Among the latest Trump-family-induced, race-related controversies is the issue of whether Kamala Harris is really “Black,” whether her Jamaican heritage disqualifies her from being a legitimate “Black” American. This raises an astounding number of ironies and reminds me of the antiquated beliefs expounded in the literature of “passing,” in which a character wishes to appear a different race than they are, most commonly a Black person or another person of color trying to “pass” as white. A good example forever enshrined in popular culture is Imitation of Life, a 1933 novel by Fannie Hurst that was made into a movie twice, first with Claudette Colbert in 1934, and again in 1959 with Lana Turner. In a nutshell, the Negro housemaid has a recipe for pancake batter (remind you of someone?) that the beautiful white heroine markets as her own and becomes wealthy, while the creator continues to serve as her maid, a scenario that people must have taken seriously back then.
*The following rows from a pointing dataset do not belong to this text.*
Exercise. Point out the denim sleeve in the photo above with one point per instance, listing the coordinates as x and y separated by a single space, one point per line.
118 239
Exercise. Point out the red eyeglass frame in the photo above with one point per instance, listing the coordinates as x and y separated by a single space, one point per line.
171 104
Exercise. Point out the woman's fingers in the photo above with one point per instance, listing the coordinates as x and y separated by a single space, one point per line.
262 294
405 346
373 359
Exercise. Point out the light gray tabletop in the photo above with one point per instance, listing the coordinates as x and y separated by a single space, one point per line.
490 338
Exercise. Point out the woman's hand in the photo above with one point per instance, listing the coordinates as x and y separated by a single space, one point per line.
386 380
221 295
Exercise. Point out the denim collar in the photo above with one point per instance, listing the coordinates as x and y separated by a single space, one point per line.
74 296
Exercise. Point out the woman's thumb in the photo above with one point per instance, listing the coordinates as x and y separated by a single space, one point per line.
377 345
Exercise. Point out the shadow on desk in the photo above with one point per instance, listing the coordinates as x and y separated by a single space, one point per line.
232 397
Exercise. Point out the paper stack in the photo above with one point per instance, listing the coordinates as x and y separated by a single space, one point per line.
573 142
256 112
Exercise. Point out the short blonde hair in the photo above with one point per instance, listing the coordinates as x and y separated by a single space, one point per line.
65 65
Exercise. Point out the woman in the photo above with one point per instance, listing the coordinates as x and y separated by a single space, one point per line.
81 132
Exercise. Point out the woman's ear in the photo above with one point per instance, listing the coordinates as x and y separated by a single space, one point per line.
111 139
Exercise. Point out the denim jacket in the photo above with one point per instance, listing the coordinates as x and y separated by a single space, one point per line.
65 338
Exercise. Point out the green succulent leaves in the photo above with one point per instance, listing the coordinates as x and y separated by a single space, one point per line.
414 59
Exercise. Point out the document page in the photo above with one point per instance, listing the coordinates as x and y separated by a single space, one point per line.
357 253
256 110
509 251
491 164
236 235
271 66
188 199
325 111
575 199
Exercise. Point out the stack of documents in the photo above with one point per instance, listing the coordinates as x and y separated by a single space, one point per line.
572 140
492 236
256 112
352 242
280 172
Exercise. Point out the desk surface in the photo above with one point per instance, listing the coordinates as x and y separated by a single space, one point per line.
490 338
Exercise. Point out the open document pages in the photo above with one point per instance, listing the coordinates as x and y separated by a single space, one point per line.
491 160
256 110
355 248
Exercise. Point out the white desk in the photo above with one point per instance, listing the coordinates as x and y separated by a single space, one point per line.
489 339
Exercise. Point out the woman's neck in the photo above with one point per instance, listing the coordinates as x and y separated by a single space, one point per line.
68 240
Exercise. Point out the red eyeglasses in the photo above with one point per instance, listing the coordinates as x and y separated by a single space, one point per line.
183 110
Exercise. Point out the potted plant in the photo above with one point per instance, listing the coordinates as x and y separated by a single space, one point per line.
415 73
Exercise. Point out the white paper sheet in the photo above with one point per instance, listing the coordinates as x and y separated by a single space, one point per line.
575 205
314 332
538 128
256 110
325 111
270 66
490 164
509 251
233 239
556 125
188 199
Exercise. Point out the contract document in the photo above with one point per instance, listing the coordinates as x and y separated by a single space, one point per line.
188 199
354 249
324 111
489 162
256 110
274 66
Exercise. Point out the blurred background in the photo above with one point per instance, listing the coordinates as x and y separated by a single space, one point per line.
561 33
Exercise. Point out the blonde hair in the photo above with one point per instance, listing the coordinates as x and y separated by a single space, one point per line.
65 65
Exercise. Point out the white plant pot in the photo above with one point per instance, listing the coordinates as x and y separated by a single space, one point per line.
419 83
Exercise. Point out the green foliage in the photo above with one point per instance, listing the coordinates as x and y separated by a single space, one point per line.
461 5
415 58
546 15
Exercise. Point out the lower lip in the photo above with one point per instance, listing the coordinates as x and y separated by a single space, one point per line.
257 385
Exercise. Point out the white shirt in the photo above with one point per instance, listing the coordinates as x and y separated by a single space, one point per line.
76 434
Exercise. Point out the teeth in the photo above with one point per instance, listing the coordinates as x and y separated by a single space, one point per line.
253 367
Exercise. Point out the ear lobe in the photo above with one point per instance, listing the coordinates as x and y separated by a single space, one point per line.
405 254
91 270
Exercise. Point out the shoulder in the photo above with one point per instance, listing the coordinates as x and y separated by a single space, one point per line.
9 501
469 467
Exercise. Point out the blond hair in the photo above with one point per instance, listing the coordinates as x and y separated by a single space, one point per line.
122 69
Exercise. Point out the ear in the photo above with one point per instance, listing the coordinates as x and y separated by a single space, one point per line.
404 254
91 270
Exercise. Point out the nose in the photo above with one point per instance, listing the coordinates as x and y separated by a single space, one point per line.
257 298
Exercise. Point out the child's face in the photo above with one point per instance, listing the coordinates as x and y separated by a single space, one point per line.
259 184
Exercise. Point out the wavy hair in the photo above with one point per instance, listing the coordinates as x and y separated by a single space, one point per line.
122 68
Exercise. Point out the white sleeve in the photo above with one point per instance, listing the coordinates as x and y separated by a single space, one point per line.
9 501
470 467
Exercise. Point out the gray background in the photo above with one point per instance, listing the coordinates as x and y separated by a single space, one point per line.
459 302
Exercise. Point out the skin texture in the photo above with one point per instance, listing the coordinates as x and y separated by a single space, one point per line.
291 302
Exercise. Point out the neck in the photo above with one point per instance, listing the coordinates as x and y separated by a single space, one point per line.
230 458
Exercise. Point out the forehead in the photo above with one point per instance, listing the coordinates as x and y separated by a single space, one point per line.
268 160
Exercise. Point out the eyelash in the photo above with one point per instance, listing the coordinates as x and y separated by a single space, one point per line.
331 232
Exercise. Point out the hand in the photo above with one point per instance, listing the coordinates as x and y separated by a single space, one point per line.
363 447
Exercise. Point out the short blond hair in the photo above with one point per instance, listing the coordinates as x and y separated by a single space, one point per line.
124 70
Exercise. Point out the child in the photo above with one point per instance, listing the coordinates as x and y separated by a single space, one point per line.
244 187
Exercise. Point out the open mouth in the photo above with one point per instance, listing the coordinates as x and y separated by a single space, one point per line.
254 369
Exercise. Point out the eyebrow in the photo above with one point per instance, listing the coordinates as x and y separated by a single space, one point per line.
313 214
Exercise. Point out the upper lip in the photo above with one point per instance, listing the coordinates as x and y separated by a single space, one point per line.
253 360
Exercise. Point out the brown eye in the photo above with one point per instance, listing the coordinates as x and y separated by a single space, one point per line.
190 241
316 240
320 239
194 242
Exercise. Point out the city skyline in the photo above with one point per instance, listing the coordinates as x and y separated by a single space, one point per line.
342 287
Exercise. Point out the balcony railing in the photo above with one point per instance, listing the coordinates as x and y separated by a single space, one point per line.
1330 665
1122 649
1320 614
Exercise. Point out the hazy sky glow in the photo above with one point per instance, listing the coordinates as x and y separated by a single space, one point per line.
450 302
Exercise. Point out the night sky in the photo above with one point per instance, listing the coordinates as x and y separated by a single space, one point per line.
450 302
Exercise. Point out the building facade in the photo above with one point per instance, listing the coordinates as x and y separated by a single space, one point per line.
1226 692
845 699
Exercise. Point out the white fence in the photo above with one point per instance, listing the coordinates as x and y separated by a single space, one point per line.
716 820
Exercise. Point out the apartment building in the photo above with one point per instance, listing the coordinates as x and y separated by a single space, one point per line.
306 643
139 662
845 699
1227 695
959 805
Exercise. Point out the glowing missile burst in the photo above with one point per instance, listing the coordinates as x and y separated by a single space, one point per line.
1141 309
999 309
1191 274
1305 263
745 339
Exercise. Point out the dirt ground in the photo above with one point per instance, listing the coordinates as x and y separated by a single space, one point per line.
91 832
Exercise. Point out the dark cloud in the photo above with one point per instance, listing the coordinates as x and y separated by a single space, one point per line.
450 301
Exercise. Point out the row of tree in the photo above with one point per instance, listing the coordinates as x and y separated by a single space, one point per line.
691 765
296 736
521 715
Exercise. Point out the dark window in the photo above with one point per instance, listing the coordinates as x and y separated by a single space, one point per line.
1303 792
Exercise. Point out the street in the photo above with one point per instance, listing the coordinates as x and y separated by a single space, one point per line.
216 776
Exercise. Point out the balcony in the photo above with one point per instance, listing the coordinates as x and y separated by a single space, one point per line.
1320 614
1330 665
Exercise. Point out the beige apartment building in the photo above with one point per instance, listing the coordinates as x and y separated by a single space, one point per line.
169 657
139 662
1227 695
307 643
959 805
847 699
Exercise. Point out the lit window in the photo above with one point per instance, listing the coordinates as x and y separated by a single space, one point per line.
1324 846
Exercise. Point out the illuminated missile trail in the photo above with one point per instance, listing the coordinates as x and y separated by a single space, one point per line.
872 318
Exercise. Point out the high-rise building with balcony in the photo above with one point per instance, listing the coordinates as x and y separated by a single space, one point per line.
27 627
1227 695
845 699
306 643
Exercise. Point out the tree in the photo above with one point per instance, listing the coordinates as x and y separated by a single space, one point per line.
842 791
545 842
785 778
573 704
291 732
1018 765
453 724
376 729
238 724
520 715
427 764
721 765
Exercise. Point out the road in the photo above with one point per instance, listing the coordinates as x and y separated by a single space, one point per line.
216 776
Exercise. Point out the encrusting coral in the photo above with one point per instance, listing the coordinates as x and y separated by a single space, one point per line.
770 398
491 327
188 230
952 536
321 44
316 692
In the meantime, the maid has a light-skinned, mixed race daughter who is ashamed that her mother is Black and, as the ridiculously melodramatic plot unfolds, tries to “pass” as white so she can marry a wealthy white boy. The daughter is considered evil for potentially ruining the boy’s life by perpetrating a horrible deception, and the mother’s death scene conveys the inexplicable notion that blackness is an unforgivable sin for which you can never make amends.
Race is an Outdated Social Construct
In addition to the ludicrous, outdated premise that blackness is an affliction to be ashamed of, something that intrinsically makes you a lesser person, the story illustrates the peculiar idea that someone with the slightest bit of African ancestry is automatically “tainted”; in other words, blackness is a pollutant of the white ideal. Based on a tradition rooted in slavery and the sexual exploitation of the Southern plantation system, many people with only a small amount of African ancestry are considered African American.
We should all reject the question of whether Kamala Harris is or is not Black and acknowledge that race is an outdated social construct. People don’t always appear as their ancestry might lead us to believe, and we should stop worrying about ancestry. As Martin Luther King famously put it, people should be judged by the content of their character rather than the color of their skin—and certainly not the makeup of their genetic material.